I was asking myself this week whether Harold Wilson was still alive or when he died.
A bit of checking informed me that he died in 1995. As I was working happily and very successfully in Munich/München at the time, it does not surprise me at all that I took little notice then. One of his major claims to fame was that he managed to win four General Elections in a principally conservative country. No other UK politician can claim to have done that in my lifetime.
I was also wondering why there was no massive public funeral for him when he died - or maybe there was, but I do not remember hearing much about it. Somebody who was well-known on the world stage, who was popular enough to have won four general elections? I can be almost certain that huge amounts of public money were not spent on the occasion, though. Nor should they have been.
Was I a fan of Wilson? No, but that is not the point. I did, to my later regret, vote for his party in 1974 though. We all make mistakes.
The last even half-decent Prime Minister that the UK had was, in my opinion, Harold MacMillan. It says a lot that this opinion indicates that the UK has not had a decent Prime Minister since 1963. Look at the state of the country now if you want a reason. I know for a fact that MacMillan did not get a highly expensive funeral, but if anyone deserved one ....
What did people have under MacMillan? Growing prosperity across the board (for the people as a whole, not just for the fortunate few), low personal indebtedness (even if government finances were sometimes a problem) and unemployment figures that were so low that it would now take some believing. Tax rates were high? Maybe, but my working-class parents were prepared to vote for MacMillan's version of the Conservative Party (which was nowt like the post 1979 model) because, as my father never failed to inform me, they always thought that they had more money at the time they were in power.
Which is hardly what could be said in the 1980s!
The party under MacMillan practised what was known as "one nation" conservatism. Why this one nation theory should be such a problem baffles me. It is worth repeating until we are blue in the face that a country is all its people. I recall one individual in my mylot.com days constantly quoting Churchill and stuff like the "British people".

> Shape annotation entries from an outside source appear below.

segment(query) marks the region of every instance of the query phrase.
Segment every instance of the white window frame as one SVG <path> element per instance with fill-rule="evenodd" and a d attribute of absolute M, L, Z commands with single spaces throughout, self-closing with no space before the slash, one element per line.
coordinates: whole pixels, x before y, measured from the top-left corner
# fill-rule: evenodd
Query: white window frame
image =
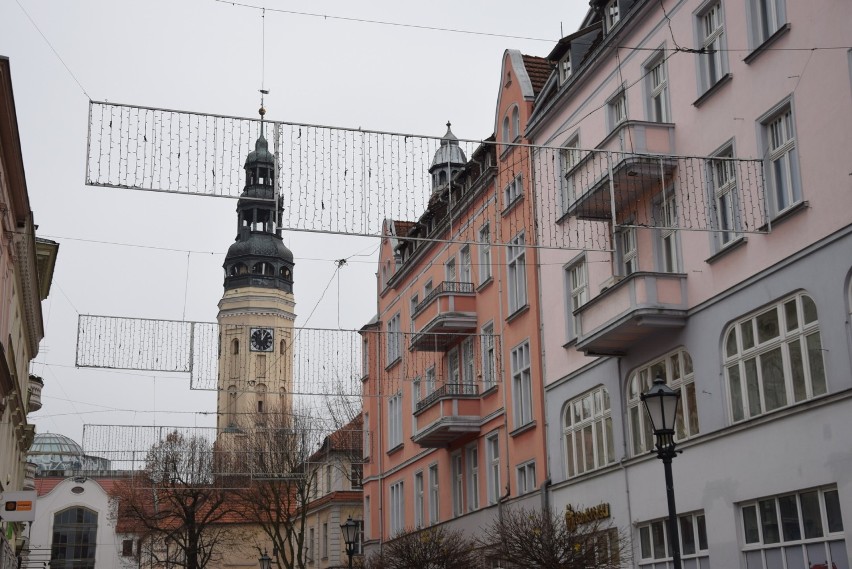
<path fill-rule="evenodd" d="M 596 387 L 575 397 L 562 414 L 566 478 L 574 478 L 615 462 L 609 392 Z"/>
<path fill-rule="evenodd" d="M 710 204 L 716 250 L 727 247 L 742 236 L 739 211 L 739 184 L 733 143 L 713 154 L 708 164 Z"/>
<path fill-rule="evenodd" d="M 664 194 L 658 206 L 661 227 L 657 229 L 659 267 L 663 273 L 680 272 L 680 238 L 678 235 L 678 204 L 674 191 Z"/>
<path fill-rule="evenodd" d="M 391 365 L 402 357 L 402 334 L 400 330 L 399 312 L 394 314 L 391 319 L 388 320 L 387 340 L 387 365 Z"/>
<path fill-rule="evenodd" d="M 417 404 L 423 399 L 423 383 L 418 375 L 411 381 L 411 412 L 417 411 Z"/>
<path fill-rule="evenodd" d="M 580 163 L 580 135 L 575 133 L 568 141 L 559 149 L 559 183 L 562 196 L 562 211 L 568 210 L 568 207 L 577 199 L 577 194 L 574 187 L 574 180 L 571 177 L 571 171 Z"/>
<path fill-rule="evenodd" d="M 507 210 L 524 195 L 524 177 L 518 174 L 503 189 L 503 209 Z"/>
<path fill-rule="evenodd" d="M 621 7 L 618 5 L 618 0 L 609 0 L 604 6 L 603 14 L 606 31 L 609 33 L 621 21 Z"/>
<path fill-rule="evenodd" d="M 426 368 L 424 387 L 424 397 L 435 391 L 435 366 L 429 366 L 428 368 Z"/>
<path fill-rule="evenodd" d="M 700 434 L 692 357 L 686 350 L 678 349 L 633 370 L 627 376 L 627 423 L 633 456 L 641 456 L 654 448 L 651 422 L 642 404 L 641 395 L 651 388 L 658 374 L 666 381 L 666 385 L 680 391 L 675 441 L 685 441 Z"/>
<path fill-rule="evenodd" d="M 652 55 L 644 68 L 648 120 L 658 123 L 671 122 L 665 50 L 661 49 Z"/>
<path fill-rule="evenodd" d="M 415 292 L 413 295 L 411 295 L 411 299 L 409 300 L 409 330 L 412 334 L 417 330 L 417 328 L 415 328 L 414 326 L 414 314 L 417 312 L 418 304 L 420 304 L 420 295 Z"/>
<path fill-rule="evenodd" d="M 446 280 L 447 282 L 451 282 L 451 283 L 458 282 L 459 273 L 458 273 L 458 269 L 457 269 L 457 266 L 456 266 L 456 258 L 455 257 L 451 257 L 451 258 L 447 259 L 447 262 L 444 263 L 444 269 L 445 269 L 445 273 L 444 273 L 445 279 L 444 280 Z"/>
<path fill-rule="evenodd" d="M 470 245 L 459 249 L 459 282 L 473 283 L 473 263 L 470 257 Z"/>
<path fill-rule="evenodd" d="M 607 101 L 607 117 L 609 119 L 609 130 L 614 131 L 618 126 L 628 119 L 627 114 L 627 91 L 619 91 Z"/>
<path fill-rule="evenodd" d="M 720 0 L 707 2 L 695 13 L 700 91 L 706 93 L 728 73 L 725 12 Z"/>
<path fill-rule="evenodd" d="M 479 509 L 479 446 L 473 443 L 467 447 L 465 468 L 467 470 L 467 511 Z"/>
<path fill-rule="evenodd" d="M 787 23 L 785 0 L 749 0 L 751 47 L 763 45 Z"/>
<path fill-rule="evenodd" d="M 573 340 L 583 331 L 580 318 L 574 312 L 589 301 L 589 276 L 585 257 L 565 267 L 565 291 L 568 308 L 565 321 L 568 324 L 568 339 Z"/>
<path fill-rule="evenodd" d="M 402 392 L 388 398 L 388 450 L 402 444 Z"/>
<path fill-rule="evenodd" d="M 488 460 L 488 503 L 496 504 L 502 497 L 500 492 L 500 437 L 493 433 L 485 437 L 486 457 Z"/>
<path fill-rule="evenodd" d="M 453 484 L 453 516 L 459 517 L 464 514 L 464 464 L 461 451 L 456 451 L 450 456 Z"/>
<path fill-rule="evenodd" d="M 479 283 L 491 279 L 491 227 L 486 223 L 479 228 Z"/>
<path fill-rule="evenodd" d="M 669 547 L 668 519 L 652 520 L 639 524 L 639 566 L 653 566 L 654 569 L 672 567 Z M 707 520 L 703 511 L 679 514 L 677 517 L 677 535 L 680 543 L 680 556 L 684 561 L 709 558 L 707 545 Z M 708 562 L 694 561 L 689 567 L 703 567 Z"/>
<path fill-rule="evenodd" d="M 759 119 L 763 134 L 766 186 L 772 213 L 779 215 L 802 201 L 796 126 L 790 99 Z"/>
<path fill-rule="evenodd" d="M 846 556 L 840 506 L 836 486 L 809 488 L 739 504 L 746 563 L 749 567 L 772 569 L 776 565 L 771 564 L 770 555 L 789 558 L 799 550 L 795 557 L 818 564 L 813 567 L 839 567 L 840 564 L 834 563 L 834 551 L 839 552 L 838 561 Z"/>
<path fill-rule="evenodd" d="M 423 520 L 423 471 L 414 473 L 414 527 L 424 527 Z"/>
<path fill-rule="evenodd" d="M 364 539 L 370 539 L 372 533 L 372 516 L 370 515 L 370 497 L 364 496 Z"/>
<path fill-rule="evenodd" d="M 515 474 L 518 479 L 518 496 L 535 490 L 535 460 L 519 464 L 515 469 Z"/>
<path fill-rule="evenodd" d="M 526 340 L 512 349 L 512 417 L 519 429 L 533 422 L 532 367 L 530 342 Z"/>
<path fill-rule="evenodd" d="M 388 502 L 390 508 L 388 517 L 390 518 L 390 523 L 388 527 L 390 535 L 393 537 L 405 531 L 405 483 L 402 480 L 394 482 L 390 485 L 389 493 L 390 499 Z"/>
<path fill-rule="evenodd" d="M 441 488 L 438 476 L 438 464 L 429 465 L 429 525 L 440 521 Z"/>
<path fill-rule="evenodd" d="M 458 347 L 447 352 L 447 383 L 455 387 L 461 384 L 461 358 Z"/>
<path fill-rule="evenodd" d="M 571 46 L 569 45 L 565 51 L 565 55 L 559 60 L 559 84 L 562 85 L 568 81 L 573 72 L 574 70 L 571 67 Z"/>
<path fill-rule="evenodd" d="M 461 383 L 464 385 L 464 394 L 474 395 L 476 393 L 476 364 L 474 363 L 473 337 L 462 340 L 461 344 Z"/>
<path fill-rule="evenodd" d="M 629 222 L 632 223 L 632 222 Z M 616 254 L 621 276 L 629 276 L 639 270 L 639 254 L 636 248 L 636 228 L 621 227 L 616 232 Z"/>
<path fill-rule="evenodd" d="M 526 239 L 521 231 L 506 246 L 506 272 L 509 297 L 509 314 L 514 314 L 527 305 Z"/>
<path fill-rule="evenodd" d="M 494 341 L 494 323 L 482 327 L 480 346 L 482 348 L 482 391 L 497 385 L 497 359 Z"/>
<path fill-rule="evenodd" d="M 775 326 L 777 334 L 768 336 Z M 784 297 L 739 319 L 723 339 L 732 422 L 828 393 L 817 308 L 806 293 Z M 776 351 L 777 356 L 771 356 Z M 779 368 L 783 389 L 779 378 L 772 377 Z"/>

All well and good. It is worth remembering that the job of a government is to serve its people. ALL ITS PEOPLE! Not a selected few, not just the "captains of industry", not just the lobbyists, not just the party contributors, not just the people who voted for it! Or if you like not just the Trade Unions, not just the employees and the unemployed - either!
Any wonder there is such a response this week? An old Judy Garland song is the most played piece of music in the country and the conservative dominated media is shaken to its foundations that there has been such a venomous response to the death of their "flawless icon"!
Were the people ungrateful? What is with all these young people who were not even born usw usw .... They weren't, but their parents and grandparents were and have some gruesome tales to tell - particularly across the North of England and Scotland, but note some of the other critical musical notes are coming from musicians (Elvis Costello, Paul Weller usw) who came from the "affluent" South.
And when you see the government in power who are the logical heirs to what was there in the 1980s, are you not surprised when so many young people celebrate when the old conservative icon passes on?
Meanwhile the government is slashing benefits for the poorest members of society "because it cannot afford them", but has the gall to find 10 million pounds worth of public money for the funeral of a polarising individual who was not popular with, and very often despised and hated by, nearly half the population of the country?
One nation? OK, they are talking about building a statue for the aforesaid icon. Rather than putting it in Trafalgar Square, try building one and putting it in the centre of Liverpool, Manchester, Sheffield, Newcastle-Upon-Tyne or Glasgow and check what happens. The point being though that all those cities and their residents are part of that nation as well. Their views need to be heard, their situations understood, their lifestyles improved. All of them!
Postscript - to the 27-year-old (who also did not live through much of the 1980s) who informed me the other day that it was all about Thatcher and Scargill - go learn some history. Both were polemicists. Choosing between them is like choosing between cholera and typhus. The fact remains though that the Miners' Strike (deliberate uppercase) did not start until 1984. By then the terminal damage to the industrial base and the mass unemployment across the North of England were into their fourth year. There is an argument that the Miners' Strike was the product of what preceded it, but the damage had already been done before it ever started. Go check your history book!